Saturday, October 17, 2009

Black and White, right and wrong

Am I the one who are always in wrong
and you are the one who always correct?

Am I the one who always find faults
and you are always the solution?

Am I the one who always bad and you are good?

You are just trying to apply self-fulfilling Prophecy...
you are trying to maintain the standard of what people label you or how people look at you.
As for me, I think that you are selfish!!
Thanks deardear for comforting me in this matter.
Love and hugs...

Friday, October 02, 2009

Oh Dad, Poor Dad, Mamma's Hung You in the Closet and I'm feeling So Sad

The night was spend with the gang in KLPac to watch Edwyn, Melissa and Sangeetha's performance - Arthur Kopit's Oh Dad, Poor Dad.
It was my first time watching this type of live performance.
It was totally an eye opening for me as I didn't know it was absolutely awesome.

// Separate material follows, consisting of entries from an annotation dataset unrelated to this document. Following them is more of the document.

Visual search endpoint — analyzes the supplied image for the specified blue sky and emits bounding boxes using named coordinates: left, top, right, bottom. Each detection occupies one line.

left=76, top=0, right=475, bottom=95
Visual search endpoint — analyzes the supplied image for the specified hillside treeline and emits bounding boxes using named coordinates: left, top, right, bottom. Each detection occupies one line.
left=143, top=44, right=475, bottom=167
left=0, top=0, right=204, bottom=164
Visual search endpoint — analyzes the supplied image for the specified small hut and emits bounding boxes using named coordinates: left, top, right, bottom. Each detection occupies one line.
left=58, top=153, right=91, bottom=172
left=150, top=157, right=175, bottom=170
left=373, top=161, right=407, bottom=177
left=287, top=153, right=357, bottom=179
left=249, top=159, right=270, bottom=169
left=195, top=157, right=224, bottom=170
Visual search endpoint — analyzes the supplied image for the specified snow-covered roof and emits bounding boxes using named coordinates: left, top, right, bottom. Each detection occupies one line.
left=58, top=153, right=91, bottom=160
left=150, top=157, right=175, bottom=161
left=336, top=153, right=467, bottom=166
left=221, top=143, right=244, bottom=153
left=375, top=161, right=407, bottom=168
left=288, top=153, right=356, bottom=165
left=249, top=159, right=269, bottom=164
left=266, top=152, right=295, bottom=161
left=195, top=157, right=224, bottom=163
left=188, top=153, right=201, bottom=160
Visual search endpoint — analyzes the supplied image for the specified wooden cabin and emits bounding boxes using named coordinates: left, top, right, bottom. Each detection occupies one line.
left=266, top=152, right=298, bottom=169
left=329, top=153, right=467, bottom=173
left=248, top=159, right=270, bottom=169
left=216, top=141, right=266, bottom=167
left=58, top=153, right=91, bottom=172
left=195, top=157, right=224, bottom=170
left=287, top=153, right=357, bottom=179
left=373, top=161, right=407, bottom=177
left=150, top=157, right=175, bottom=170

We can guess, watching Oh Dad, Poor Dad, Mamma's Hung You in the Closet and I'm Feelin' So Sad, that playwright Arthur Kopit had some issues with women. His two female leads are lunatics: First, a mother so fastidious and overbearing that she locks her son in a hotel room for his entire life. Second, a child-molesting slut who seems hopelessly attracted to Asperger's syndrome. Madonna and whore, mother and lover, a virginal womb and a deflowered one: This is Kopit's bipolar world, where estrogen is gunpowder and testosterone engenders innocence.

Oh Dad, Poor Dad takes place in a hotel in 1950s Havana. Madame Rosepettle is an American widow traveling the Caribbean. She's pushy, demanding, and insulting to everyone. She travels with a piranha, two Venus flytraps and her recently deceased husband, whose corpse is stuffed and hanging in the hotel closet.

Her son, Jonathan, is an obsessive-compulsive collector of stamps, coins and books. Clad in suspenders, shorts and tall black socks, Jonathan is more than a dork -- he's an over-protected son, imprisoned in his mother's room, unable to make decisions, viewing the world through a homemade telescope. Still, life is just uncomfortable until Rosalie arrives: She's a cute blonde in a pink dress, but her lust for Jonathan is comically combustible. This leads to a battle of wits between mother and girlfriend, and everything ends in insanity and death.